FinVermV: Die wichtigsten Klippen im Entwurf

Berater Recht & Haftung Investmentfonds Top News von Detlef Pohl

Die Finanzanlagenvermittlungs-Verordnung (FinVermV) ist kürzlich als Referentenentwurf vom Bundesministerium für Wirtschaft zur Stellungnahme an die Verbände verschickt worden. Der AfW zum Beispiel hat noch deutlichen Änderungsbedarf angemerkt.

Der Referentenentwurf erntet viel Kritik. Die AfW-Vorstände Frank Rottenbacher (links) und Norman Wirth beklagen bürokratischen Irrsinn wegen des Aufnahmezwangs für telefonische Beratungsgespräche. Bild: AfW

Mit großer Verspätung hat das Bundesministerium für Wirtschaft und Energie am 7. November den Referentenentwurf der „Zweiten Verordnung zur Änderung der Finanzanlagenvermittlungsverordnung“ vorgelegt und zur Stellungnahme an die maßgeblichen Verbände verschickt. An diesem Donnerstag endet die Frist zur Stellungnahme.

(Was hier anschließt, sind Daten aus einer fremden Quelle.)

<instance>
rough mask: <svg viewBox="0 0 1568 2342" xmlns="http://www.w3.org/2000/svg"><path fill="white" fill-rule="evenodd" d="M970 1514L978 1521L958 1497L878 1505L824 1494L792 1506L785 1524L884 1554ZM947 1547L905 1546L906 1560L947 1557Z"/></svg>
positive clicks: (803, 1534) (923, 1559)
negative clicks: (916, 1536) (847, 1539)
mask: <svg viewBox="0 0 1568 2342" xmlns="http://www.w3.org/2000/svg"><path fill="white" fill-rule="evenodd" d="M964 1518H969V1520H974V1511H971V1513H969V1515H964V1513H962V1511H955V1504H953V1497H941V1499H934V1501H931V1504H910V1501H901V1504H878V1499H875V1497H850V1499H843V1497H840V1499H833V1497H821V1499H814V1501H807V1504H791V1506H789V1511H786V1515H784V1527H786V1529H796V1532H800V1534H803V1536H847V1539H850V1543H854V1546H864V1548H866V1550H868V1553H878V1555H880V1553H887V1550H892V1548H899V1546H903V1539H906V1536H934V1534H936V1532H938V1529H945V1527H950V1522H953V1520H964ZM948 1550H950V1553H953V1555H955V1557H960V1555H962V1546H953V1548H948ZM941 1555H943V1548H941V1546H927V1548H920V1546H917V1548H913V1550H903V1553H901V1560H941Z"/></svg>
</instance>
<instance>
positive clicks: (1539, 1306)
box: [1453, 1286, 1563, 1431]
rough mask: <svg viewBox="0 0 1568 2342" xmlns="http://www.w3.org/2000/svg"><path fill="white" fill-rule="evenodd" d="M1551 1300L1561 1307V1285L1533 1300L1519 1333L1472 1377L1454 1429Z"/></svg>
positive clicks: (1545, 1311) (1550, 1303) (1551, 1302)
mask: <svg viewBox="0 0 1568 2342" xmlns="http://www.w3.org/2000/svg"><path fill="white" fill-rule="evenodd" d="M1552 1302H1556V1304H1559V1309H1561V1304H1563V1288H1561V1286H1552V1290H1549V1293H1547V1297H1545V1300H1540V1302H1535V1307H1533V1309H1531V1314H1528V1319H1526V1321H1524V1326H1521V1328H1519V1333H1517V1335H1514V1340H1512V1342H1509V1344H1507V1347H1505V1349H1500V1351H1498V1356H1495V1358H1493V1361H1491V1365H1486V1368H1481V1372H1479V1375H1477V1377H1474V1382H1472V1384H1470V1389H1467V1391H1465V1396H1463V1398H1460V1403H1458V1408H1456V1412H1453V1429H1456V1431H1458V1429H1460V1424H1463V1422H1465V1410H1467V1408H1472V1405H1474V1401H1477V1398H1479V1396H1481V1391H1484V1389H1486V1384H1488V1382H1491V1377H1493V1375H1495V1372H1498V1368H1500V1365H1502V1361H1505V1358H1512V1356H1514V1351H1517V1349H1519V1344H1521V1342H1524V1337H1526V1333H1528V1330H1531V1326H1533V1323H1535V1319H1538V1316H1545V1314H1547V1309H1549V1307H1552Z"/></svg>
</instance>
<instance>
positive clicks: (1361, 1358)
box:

Schon jetzt ist klar, dass die Umsetzung der Mifid-II-Richtlinie in deutsches Recht zwar zum 3. Januar 2018 in Kraft trat, die dazu gehörige Verordnung aber womöglich ein Jahr später immer noch nicht verabschiedet ist. Grundsätzlich bestimmt das Zweite Finanzmarknovellierungsgesetz, welche Regeln Banken und Vermögensverwalter bei Anlagegeschäften mit Privatkunden befolgen müssen.

Das bisher bekannte Beratungsprotokoll gibt es nicht mehr. Stattdessen muss der Berater eine europaweit harmonisierte Geeignetheitserklärung erstellen. Sie enthält die Gründe, warum bestimmte Produkte für den Kunden aufgrund seiner Anlageziele und seines Risikoprofils geeignet sind. Darüber hinaus müssen nun wohl doch externe und interne elektronische Kommunikation und Telefongespräche aufgezeichnet werden, die sich auf Kundenaufträge beziehen („Taping“).